Alcohol Use Inventory (AUI)
Alcohol Use Inventory (AUI) is a 147-item, paper-and-pencil, self-report instrument which reviews drinking practices and attitudes toward drinking. It produces sixteen-factor analytically derived primary scales, five secondary higher order scales, and a single third-order scale that is regarded as a general measure of alcoholism severity (Campbell et. al 1999). Horn, Wanberg and Foster (2006) stated that the AUI test can be used by psychologists, social workers, chemical dependency counselors, and physicians to help differentiate drinking styles and develop individual treatment plans; provide an objective assessment of alcohol-related problems; and identify treatment-relevant classification of alcohol abusers based on DSM-IV classifications. It provides a basis for describing different ways in which individuals use alcohol, the benefits they derive from such use, the negative consequences associated with its use, and the degree of concern individuals express about the use of alcohol and its consequences.
The Personality Assessment Inventory (PAI)
The Personality Assessment Inventory (PAI) is a recently developed multidimensional objective personality measure designed to assess psychological functioning across several different clinical domains. In addition to eleven clinical scales (most with subscales), it also contains four validity scales, two interpersonal scales, and five scales related to treatment and case management.
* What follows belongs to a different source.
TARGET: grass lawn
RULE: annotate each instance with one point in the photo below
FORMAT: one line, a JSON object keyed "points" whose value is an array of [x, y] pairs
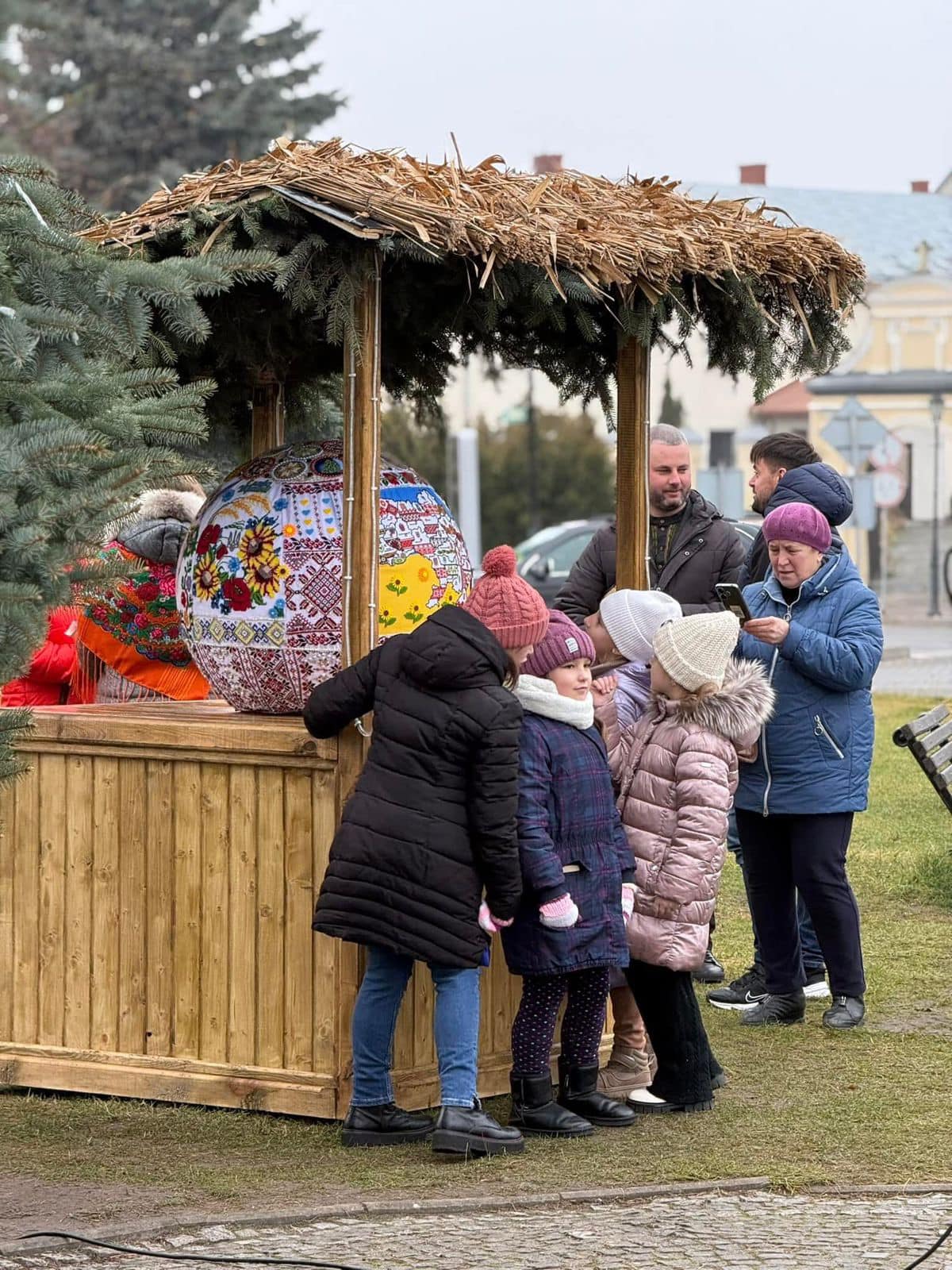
{"points": [[803, 1106]]}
Although it is a relatively new instrument, the PAI has generated considerable interest among psychologists, due in large part to the inventory’s general format and the rational-quantitative methods used to develop its scales. The PAI contains two scales, Alcohol Problems (ALQ) and Drug Problems (DRG) that are particularly relevant to the assessment of individuals who may misuse psychoactive substances. These scales are designed to measure the presence and severity of the core features of substance dependence (e.g., withdrawal symptoms, loss of control over drinking) and consequences often associated with such use (e.g., legal entanglements, interpersonal conflicts, family difficulties). Data presented in the PAI test manual indicate that the ALC and DRG scales have adequate reliability and validity. The PAI also contains a scale, Positive Impression (PIM), which is designed to detect the degree of positive impression management among examinees. Fals-Stewart, in a study in 1996, evaluated the ability of individuals with psychoactive substance use disorders to dissimulate successfully on the PAL. As expected, patients receiving treatment for drug abuse who were instructed to respond honestly had significantly higher scores on the DRG and ALC scales than (a) patients instructed to respond defensively, (b) respondents suspected of abusing psychoactive substances, referred for an evaluation by the criminal justice system, who had reasons to conceal their drug use, and (c) respondents from a non-substance-abusing control group (Fals-Stewart and Lucente 1997, pp. 455-456).